Pasa de premios, pasa de reconocimientos, pasa de palmaditas en la espalda. No parece ser que sea por soberbia. Más bien huye de los condicionantes, esos que nunca ha querido que tomen forma si no llegan en forma de aliento desde el público. Así las cosas, el martes Paco Ibáñez se llevó a la cama un saco de satisfacciones, pues el abarrotado Gran Teatro le cubrió de autoridad de principio a fin. Y de aplausos. Y de recuerdos. Y de complicidades.

Este trovador impenitente de pie en silla y voz aguardientosa ofreció un concierto en el que situó como referente (no podía ser de otra manera) a una larga nómina de poetas y que resultó un exorcismo a través del que cada cual vislumbró sus demonios, sus recuerdos; y los entonó.

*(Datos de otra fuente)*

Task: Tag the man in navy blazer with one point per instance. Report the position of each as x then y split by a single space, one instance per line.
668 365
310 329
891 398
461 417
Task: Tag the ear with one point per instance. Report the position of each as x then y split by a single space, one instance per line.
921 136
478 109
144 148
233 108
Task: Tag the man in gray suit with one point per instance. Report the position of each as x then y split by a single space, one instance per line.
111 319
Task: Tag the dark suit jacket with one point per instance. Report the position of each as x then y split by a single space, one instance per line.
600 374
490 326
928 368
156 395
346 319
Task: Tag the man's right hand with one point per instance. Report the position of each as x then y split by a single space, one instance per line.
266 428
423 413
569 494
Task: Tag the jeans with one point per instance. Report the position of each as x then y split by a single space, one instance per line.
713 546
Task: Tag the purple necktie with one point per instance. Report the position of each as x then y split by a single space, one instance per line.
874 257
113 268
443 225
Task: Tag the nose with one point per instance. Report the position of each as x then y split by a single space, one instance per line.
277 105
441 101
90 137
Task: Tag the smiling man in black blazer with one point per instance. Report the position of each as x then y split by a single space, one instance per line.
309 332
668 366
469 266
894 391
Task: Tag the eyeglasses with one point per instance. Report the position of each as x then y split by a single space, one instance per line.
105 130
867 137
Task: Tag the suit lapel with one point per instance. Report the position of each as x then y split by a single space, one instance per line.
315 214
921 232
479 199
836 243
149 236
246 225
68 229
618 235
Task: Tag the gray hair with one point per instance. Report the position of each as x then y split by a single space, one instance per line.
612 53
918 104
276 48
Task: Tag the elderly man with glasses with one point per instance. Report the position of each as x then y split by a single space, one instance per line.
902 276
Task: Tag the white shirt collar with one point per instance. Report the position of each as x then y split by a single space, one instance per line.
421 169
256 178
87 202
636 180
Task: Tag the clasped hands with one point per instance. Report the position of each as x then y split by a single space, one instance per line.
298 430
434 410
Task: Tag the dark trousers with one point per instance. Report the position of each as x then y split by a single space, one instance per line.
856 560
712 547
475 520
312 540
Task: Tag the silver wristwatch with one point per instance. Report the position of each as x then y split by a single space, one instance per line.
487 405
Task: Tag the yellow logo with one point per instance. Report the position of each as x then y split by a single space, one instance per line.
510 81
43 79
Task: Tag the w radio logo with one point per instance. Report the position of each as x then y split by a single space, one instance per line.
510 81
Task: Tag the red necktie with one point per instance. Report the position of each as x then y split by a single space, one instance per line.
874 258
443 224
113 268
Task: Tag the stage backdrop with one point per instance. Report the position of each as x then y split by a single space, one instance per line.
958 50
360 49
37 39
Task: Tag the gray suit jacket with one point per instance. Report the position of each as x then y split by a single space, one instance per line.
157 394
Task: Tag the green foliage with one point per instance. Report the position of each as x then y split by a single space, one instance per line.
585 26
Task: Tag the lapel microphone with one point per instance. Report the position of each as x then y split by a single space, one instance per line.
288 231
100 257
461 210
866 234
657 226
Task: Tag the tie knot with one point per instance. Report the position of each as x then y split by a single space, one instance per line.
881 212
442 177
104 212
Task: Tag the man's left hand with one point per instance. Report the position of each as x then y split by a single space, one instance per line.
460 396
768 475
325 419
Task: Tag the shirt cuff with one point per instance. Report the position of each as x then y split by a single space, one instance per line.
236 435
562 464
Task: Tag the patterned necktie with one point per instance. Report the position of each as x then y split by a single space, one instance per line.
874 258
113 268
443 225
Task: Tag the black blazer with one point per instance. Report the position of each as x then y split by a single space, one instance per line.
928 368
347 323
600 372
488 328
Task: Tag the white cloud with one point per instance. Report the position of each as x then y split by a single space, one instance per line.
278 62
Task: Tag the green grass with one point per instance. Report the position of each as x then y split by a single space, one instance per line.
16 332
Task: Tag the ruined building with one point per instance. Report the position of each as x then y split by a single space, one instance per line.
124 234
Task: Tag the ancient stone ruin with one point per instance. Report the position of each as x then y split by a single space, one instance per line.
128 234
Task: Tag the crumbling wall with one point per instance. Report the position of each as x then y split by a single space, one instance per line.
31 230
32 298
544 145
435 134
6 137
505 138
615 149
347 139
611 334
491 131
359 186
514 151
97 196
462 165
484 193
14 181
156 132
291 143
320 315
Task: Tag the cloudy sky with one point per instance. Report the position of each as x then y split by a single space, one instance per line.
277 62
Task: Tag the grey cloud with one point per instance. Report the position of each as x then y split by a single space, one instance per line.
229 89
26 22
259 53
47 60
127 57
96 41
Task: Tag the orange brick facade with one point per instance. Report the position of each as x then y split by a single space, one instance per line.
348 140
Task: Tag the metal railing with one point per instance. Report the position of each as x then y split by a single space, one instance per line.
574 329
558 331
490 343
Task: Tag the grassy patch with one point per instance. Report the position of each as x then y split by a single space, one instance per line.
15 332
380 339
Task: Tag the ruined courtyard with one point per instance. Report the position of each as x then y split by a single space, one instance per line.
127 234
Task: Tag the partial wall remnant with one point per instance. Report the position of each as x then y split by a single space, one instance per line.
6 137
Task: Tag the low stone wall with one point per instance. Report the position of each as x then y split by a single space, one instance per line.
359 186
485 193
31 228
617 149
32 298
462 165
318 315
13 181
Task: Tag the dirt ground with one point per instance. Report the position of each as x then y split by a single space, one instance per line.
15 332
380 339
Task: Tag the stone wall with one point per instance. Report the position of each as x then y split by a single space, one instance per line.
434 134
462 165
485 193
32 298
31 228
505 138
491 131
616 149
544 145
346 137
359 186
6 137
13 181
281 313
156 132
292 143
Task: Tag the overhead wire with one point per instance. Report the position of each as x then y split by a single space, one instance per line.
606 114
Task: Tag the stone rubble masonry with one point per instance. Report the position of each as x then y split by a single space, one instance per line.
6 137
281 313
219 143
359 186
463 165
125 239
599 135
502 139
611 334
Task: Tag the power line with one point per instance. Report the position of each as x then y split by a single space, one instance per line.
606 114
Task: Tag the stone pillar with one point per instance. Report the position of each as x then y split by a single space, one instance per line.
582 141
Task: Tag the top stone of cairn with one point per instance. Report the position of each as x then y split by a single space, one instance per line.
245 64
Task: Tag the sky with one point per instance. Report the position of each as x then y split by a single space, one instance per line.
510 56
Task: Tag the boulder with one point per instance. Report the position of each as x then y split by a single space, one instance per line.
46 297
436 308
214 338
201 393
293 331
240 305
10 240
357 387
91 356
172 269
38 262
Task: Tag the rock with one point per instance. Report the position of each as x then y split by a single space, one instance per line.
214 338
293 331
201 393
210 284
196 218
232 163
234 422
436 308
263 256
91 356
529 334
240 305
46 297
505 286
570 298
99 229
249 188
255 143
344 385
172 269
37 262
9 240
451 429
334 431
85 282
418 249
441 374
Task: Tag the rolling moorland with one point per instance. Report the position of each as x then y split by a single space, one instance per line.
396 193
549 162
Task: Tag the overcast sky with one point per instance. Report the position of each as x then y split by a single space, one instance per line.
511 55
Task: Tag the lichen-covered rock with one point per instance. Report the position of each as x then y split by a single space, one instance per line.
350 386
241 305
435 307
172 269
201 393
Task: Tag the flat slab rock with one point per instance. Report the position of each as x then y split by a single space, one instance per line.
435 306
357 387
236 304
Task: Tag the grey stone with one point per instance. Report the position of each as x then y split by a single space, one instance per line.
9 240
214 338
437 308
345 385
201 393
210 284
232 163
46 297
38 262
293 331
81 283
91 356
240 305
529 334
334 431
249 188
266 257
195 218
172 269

Paco sobrepasa la mera acepción de cantautor al uso, tal y como demostró en Córdoba. Se pierde haciéndose el loco por entre otras que lo mismo le hacen irrepetible evocador de poesías oscuras, lúcido crítico del hoy a través de letras de siempre, homenajeador de guerreros de la palabra no siempre reconocidos, y creo que por encima de todo ello, activista. Porque para Ibáñez es fundamental explicar cosas a través de las canciones, concienciar, remover, distanciarse del adocenamiento y buscar en el público el revulsivo que a través de la poesía necesitan estos tiempos de hoy, que para qué les voy a contar.

Nadie va a descubrir ahora la relación de Ibáñez con la literatura. Ese vínculo que convierte en mano de martillo aferrado a su guitarra y que en Córdoba volvió a levantar contra la injusticia y a favor de lo sensible, de lo humano. Esa fuerza que le convierte en un clásico utilizado por los profesores de Lengua y Literatura española como material pedagógico y que en esta ocasión puso al servicio de la reivindicación de El Cholo Vallejo al cumplirse 70 años de su muerte autoanunciada en París.

Mientras Ibáñez evocaba al autor de Los Heraldos Negros, en el Instituto Cervantes de Moscú, su director Víctor Andrescu advertía a los presentes en un homenaje a Vallejo de que Paco a esas horas le interpretaba en Córdoba. A galope, mano a mano con la justicia social, con el humanismo, en busca de oxígeno para un mundo asfixiado por la globalidad.